Alhamdulillah ,dengan adanya video tersebut sangat membantu saya dalam mengatasi anak yang masih takut menangkap bola, juga bagaimana memahami perkembangan motorik anak dengan cara yang menyenangkan.
Nama : Herli Apranata
Nim : 858129316
UPBJJ : Pontianak
Menurut saya, setelah menonton video tersebut, saya mendapatkan gambaran yang cukup jelas tentang bagaimana proses pembelajaran di PAUD, khususnya dalam membantu anak yang masih merasa takut atau belum percaya diri saat melakukan aktivitas menangkap bola. Saya juga cukup mengapresiasi kegiatan yang diberikan, karena sudah melibatkan anak secara langsung dan sesuai dengan dunia bermain anak.
Jika saya refleksikan, hal yang paling terlihat adalah bahwa setiap anak memiliki kesiapan yang berbeda. Dalam video tersebut tampak ada anak yang masih ragu dan takut saat diminta menangkap bola. Menurut saya, ini adalah hal yang wajar dalam perkembangan anak usia dini. Oleh karena itu, guru tidak seharusnya memaksa, tetapi memberikan kesempatan kepada anak untuk mencoba secara bertahap.
Saya juga melihat bahwa peran guru dalam video ini sudah cukup baik, terutama dalam memberikan arahan dan kesempatan kepada anak. Namun, menurut saya akan lebih maksimal jika guru memberikan lebih banyak dukungan emosional, seperti memberikan pujian sederhana atau semangat, sehingga anak merasa lebih percaya diri untuk mencoba.
Dari sisi kegiatan, menurut saya aktivitas menangkap bola ini sangat baik untuk menstimulasi perkembangan motorik kasar anak, terutama koordinasi antara mata dan tangan. Selain itu, kegiatan ini juga dapat membantu perkembangan sosial-emosional, seperti melatih keberanian, rasa percaya diri, dan mengurangi rasa takut.

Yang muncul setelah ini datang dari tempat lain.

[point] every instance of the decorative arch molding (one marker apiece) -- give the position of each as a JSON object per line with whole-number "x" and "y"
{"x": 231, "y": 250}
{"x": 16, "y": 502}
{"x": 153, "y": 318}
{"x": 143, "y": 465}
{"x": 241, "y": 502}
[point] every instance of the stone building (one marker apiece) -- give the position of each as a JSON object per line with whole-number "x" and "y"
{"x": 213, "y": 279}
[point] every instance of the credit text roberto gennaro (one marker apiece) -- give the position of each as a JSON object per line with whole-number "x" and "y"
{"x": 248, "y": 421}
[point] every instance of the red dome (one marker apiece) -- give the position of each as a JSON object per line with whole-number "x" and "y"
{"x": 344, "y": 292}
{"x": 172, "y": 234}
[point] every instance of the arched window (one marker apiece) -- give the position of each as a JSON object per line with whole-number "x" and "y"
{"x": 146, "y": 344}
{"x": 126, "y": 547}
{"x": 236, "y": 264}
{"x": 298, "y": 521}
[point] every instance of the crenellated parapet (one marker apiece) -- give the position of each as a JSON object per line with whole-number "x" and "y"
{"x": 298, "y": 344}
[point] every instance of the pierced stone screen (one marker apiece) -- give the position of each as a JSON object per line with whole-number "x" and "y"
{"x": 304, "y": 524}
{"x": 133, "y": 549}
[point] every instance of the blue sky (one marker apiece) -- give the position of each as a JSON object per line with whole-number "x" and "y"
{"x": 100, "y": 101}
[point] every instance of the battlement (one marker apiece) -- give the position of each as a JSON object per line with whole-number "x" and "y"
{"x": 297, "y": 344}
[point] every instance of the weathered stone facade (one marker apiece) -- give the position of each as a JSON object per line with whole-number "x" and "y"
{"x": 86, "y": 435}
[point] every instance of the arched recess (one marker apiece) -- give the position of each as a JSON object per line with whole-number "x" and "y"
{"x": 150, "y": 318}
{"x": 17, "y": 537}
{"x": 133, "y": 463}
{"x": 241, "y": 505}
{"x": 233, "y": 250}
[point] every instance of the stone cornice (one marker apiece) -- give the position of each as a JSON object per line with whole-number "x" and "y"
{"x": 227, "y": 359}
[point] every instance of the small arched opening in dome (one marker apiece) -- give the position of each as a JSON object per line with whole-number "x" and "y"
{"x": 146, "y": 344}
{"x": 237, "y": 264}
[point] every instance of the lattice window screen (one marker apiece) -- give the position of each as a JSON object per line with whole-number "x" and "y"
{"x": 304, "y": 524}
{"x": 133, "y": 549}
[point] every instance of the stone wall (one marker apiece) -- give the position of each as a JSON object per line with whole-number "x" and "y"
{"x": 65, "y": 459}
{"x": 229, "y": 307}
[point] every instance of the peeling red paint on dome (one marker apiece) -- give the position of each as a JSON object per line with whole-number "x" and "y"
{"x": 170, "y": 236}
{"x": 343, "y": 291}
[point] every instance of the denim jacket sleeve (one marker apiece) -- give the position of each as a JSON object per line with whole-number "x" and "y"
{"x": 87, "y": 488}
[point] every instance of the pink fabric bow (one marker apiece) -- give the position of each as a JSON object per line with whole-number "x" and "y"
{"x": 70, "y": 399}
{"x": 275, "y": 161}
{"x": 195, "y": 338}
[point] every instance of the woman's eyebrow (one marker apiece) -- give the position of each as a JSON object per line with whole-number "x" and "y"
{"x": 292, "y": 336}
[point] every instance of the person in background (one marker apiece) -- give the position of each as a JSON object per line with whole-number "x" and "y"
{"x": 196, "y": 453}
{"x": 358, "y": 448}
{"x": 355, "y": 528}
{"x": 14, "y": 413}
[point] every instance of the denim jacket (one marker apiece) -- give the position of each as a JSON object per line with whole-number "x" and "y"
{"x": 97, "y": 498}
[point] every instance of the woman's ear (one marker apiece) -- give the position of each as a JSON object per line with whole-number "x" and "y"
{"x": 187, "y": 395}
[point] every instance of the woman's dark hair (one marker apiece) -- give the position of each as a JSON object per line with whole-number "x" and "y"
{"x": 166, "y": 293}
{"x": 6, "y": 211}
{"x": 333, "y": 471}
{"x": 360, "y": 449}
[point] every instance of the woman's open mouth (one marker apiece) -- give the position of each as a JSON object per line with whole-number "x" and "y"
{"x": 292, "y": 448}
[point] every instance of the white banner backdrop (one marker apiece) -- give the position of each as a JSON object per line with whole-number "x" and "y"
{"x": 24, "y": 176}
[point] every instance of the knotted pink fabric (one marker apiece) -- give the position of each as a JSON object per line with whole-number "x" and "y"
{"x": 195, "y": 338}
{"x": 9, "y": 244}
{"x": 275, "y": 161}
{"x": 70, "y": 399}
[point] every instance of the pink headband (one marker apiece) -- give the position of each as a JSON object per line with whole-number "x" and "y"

Namun, jika saya refleksikan lebih dalam, kegiatan ini bisa dibuat lebih menyenangkan lagi, misalnya dengan mengubahnya menjadi permainan sederhana atau dilakukan secara berkelompok agar anak lebih tertarik dan tidak merasa tertekan. Dengan suasana bermain, anak biasanya akan lebih berani mencoba.
Secara keseluruhan, menurut saya video ini sudah cukup baik sebagai contoh pembelajaran di PAUD. Saya bisa mengambil pelajaran bahwa dalam mengajar anak usia dini, guru harus sabar, memahami perbedaan kemampuan anak, serta menciptakan suasana belajar yang aman dan menyenangkan.